The RACs are coming. Whether you're ready or not, they're coming. Read this expert RAC training article and learn more how to deal with an RAC contractor.
How do you interact with the contractors?
Well, don't worry. They'll contact you. And you also can contact them directly. And so, overtime you'll want to set up lines of communication. Whether you really want to or not, you're going to need to set up lines of communication and you might as well do it in positive way. They're there. They're going to be there. Accept it and do your very best with what you have to work with period.
What about operational impacts? Our expert mentioned it in a healthcare webinar that this one we're probably underestimating the operational impact because there's going to be a lot of activity. In other words, they're going to be sending notices of overpayment. We're going to have to look at those overpayments. Are they correct? Incorrect? Do we have additional documentation, whatever the case?
They're going to requesting records when they conduct a healthcare audit. In other words, there is going to be some time and trouble on the part of hospital personnel to respond to requests, to respond to demands of recoupment, to respond to medical record copy request, et cetera.
But then, if you get into situations where you are appealing possibly hundreds, if not thousands of cases, then you're going to have to track all of that stuff. You're going to have to develop supporting documentation, you're going to have to create statements, clear, concise, convincing statements as to why there was not an overpayment, okay? So just everyone, keep in mind please there is going to be a very significant operational impact.

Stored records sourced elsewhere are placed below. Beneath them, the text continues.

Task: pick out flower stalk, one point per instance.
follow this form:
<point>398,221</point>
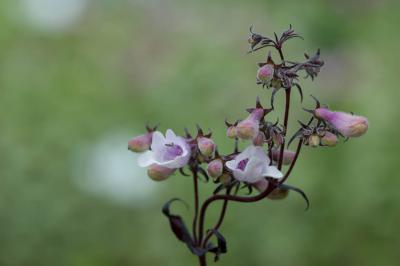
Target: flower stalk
<point>260,165</point>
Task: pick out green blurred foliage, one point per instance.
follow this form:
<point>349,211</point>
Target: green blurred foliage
<point>123,63</point>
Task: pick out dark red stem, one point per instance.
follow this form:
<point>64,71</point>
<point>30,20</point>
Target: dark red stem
<point>293,162</point>
<point>285,124</point>
<point>219,223</point>
<point>213,198</point>
<point>196,204</point>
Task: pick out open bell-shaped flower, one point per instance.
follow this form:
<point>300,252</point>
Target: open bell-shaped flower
<point>159,173</point>
<point>288,156</point>
<point>348,125</point>
<point>252,165</point>
<point>170,151</point>
<point>206,146</point>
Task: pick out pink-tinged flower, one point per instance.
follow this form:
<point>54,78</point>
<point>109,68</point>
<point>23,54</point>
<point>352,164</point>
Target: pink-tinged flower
<point>252,165</point>
<point>288,156</point>
<point>265,73</point>
<point>231,132</point>
<point>170,151</point>
<point>276,194</point>
<point>215,168</point>
<point>140,143</point>
<point>249,128</point>
<point>159,173</point>
<point>206,146</point>
<point>329,139</point>
<point>347,124</point>
<point>259,139</point>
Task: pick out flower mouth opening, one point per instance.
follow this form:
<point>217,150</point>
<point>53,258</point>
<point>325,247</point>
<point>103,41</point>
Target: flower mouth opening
<point>242,164</point>
<point>172,151</point>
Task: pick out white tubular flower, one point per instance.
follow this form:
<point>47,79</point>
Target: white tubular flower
<point>170,151</point>
<point>252,165</point>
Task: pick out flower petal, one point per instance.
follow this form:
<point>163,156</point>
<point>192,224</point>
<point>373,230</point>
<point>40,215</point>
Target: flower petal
<point>158,141</point>
<point>146,159</point>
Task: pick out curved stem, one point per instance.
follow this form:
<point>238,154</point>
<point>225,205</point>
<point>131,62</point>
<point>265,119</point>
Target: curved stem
<point>265,193</point>
<point>293,162</point>
<point>220,220</point>
<point>196,204</point>
<point>285,123</point>
<point>202,260</point>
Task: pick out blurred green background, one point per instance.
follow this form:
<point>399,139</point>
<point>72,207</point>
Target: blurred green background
<point>79,78</point>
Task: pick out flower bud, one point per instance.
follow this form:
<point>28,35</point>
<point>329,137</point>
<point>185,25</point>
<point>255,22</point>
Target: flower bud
<point>329,139</point>
<point>259,139</point>
<point>140,143</point>
<point>249,128</point>
<point>314,140</point>
<point>206,146</point>
<point>288,156</point>
<point>225,179</point>
<point>159,173</point>
<point>347,124</point>
<point>215,168</point>
<point>265,73</point>
<point>261,185</point>
<point>231,132</point>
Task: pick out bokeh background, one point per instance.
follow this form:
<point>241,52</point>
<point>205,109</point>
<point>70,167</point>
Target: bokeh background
<point>79,78</point>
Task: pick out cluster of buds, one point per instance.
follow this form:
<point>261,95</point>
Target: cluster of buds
<point>264,164</point>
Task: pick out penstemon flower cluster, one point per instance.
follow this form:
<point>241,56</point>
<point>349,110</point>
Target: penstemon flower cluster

Will they collect monies in a lump sum?
There are different ways in which they collect money. Normally it's recoupment by withholding current payments to pay for the overpayment demands as per the healthcare guidelines.
What issues will they be looking at?
They're going to looking at literally everything period – correct healthcare coding, medical necessity, sufficiency of documentation, the list goes on and on. Probably the most troublesome is medical necessity and then right behind that, sufficiency of documentation. Those are both subjective.

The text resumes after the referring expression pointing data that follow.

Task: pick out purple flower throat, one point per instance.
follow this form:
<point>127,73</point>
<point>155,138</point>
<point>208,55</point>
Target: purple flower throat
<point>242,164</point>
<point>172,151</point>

And yeah, we can look at a case and say, “Oh, I don't think it's medically necessary.” “Well, we thought it was at the time. The doctor ordered it. It looked good. We did it.” But after the fact, sometimes it's easy to look at things and say, “Well, that wasn't really medically necessary.” Or we can always look at documentation and say, “Well, it's there but it doesn't look complete to me. It doesn't seem as though it really supports the medical coding and the payment.”

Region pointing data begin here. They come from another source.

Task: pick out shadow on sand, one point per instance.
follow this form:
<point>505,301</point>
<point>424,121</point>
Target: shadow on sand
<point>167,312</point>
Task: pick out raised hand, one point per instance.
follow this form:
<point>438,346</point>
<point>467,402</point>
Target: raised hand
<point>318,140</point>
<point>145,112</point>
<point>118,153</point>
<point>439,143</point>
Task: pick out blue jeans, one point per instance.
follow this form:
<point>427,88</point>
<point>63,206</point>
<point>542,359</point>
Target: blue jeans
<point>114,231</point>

Can they look at all issues? Well, the answer is, “No.” There are some delimitations. CMS does have to give them permission on what they can look at. But we all realize pretty clearly that even though their scope may not be unlimited, it's not going to be highly delimited either.
Next, what is this so-called extrapolation process? Well, the extrapolation process - and we'll have some examples later under the notes. The extrapolation process is where they do a limited sampling, do the healthcare audit on the limited sampling and then extend the results of that limited sampling audit to a much larger universe.
You might have a universe of 2,000 cases, they'll come in and look at 300 cases out of the 2,000, determine the error rate on those 300 cases and then extend or extrapolate that result to the entire population. Now, first of all, we don't even know for sure they're going to do this, but they are allowed to do it. And we would suggest that if they're allowed to do it, they will end up eventually doing it.